RB: The corporate media—and so-called “progressive” and “alternative” news sources as well—have almost completely ignored these discoveries. Why? Laziness and discomfiture with major openings that could fundamentally shift our understanding of how things work. Everyone’s in on the game of “left-right” that keeps members of the public at each other’s throats while the one percent of one percent of one percent keeps on driving the train.
JB: Based on what you’ve said and what I’ve read, how are things shaping up with the Bush Co. vis a vis 2016? Are we in for, God forbid, a permanent Bush-run, Republican dynasty?
RB: I would say that, due in large part to a complacent and docile media, plus a public with little long-term memory, we are very likely in for a third President Bush, aka Jeb. And, if I were to peer into a crystal ball, I’d say that in a dozen years or so we might see a fourth President Bush, in the person of Jeb’s son, George P. Bush. Just elected overwhelmingly to state office in Texas! Half-Hispanic! That will wow the same media that brought us Barack Obama.
JB: If that’s the case, do you worry that your work will be some day burned, banned or outlawed? Has everything you’ve learned so far caused you to pretty much given up on our restoring any semblance of a true democratic system or do you somehow hang on to a bit of cautious optimism?

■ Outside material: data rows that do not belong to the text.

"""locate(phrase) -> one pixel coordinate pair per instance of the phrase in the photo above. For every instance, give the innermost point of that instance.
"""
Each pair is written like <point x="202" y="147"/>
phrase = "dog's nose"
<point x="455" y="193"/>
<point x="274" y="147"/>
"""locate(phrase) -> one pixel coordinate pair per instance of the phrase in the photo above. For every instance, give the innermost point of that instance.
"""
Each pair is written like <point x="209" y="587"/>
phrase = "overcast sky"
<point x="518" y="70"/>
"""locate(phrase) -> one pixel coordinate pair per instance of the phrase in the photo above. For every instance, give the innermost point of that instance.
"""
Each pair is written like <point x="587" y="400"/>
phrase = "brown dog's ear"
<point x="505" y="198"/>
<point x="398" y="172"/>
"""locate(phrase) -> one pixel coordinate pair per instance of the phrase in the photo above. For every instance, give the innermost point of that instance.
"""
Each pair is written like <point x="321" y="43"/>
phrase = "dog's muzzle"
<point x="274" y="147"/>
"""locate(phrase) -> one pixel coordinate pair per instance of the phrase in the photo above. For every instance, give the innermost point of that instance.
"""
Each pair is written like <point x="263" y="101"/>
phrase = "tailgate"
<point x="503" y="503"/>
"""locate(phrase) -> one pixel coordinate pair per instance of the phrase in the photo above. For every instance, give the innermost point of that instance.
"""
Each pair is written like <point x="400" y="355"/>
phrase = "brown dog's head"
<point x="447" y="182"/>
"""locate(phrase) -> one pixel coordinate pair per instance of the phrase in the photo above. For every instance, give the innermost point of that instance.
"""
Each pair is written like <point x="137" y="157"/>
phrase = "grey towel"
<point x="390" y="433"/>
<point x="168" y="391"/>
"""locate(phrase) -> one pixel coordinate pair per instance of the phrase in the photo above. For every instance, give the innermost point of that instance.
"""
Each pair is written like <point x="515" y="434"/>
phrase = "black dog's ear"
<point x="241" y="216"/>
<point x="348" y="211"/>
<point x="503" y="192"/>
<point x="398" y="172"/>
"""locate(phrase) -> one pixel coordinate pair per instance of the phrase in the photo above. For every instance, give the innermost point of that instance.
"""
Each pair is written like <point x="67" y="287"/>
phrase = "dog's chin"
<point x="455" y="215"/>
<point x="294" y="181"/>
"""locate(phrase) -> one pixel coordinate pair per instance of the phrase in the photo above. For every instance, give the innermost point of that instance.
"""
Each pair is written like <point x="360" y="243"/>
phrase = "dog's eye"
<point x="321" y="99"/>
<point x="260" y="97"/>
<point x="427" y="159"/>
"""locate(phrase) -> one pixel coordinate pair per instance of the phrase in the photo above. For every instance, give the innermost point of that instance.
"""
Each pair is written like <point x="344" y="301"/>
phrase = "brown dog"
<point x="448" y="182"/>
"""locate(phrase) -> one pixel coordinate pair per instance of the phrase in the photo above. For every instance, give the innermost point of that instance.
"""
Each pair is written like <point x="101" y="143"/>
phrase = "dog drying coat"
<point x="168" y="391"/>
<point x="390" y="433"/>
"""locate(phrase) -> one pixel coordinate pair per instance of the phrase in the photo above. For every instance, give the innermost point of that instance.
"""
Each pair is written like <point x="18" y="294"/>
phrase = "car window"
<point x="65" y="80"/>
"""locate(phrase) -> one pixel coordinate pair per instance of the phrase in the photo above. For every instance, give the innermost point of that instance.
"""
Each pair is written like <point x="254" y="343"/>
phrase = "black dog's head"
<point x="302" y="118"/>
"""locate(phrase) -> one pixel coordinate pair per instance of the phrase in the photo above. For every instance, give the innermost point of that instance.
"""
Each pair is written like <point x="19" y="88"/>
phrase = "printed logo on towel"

RB: I am always alert that things can go very bad very quickly in any society. I do see signs of that possibility here. The Boston Bombing with the related apparent cover-up, harassment of witnesses, passivity of the media, tolerance of disappearing public rights to privacy and inquiry into law enforcement actions—this kind of situation is deeply disturbing. At the same time, I see the rise of a vigilant opposing sector, and remain both hopeful and energized—because, what option do we have?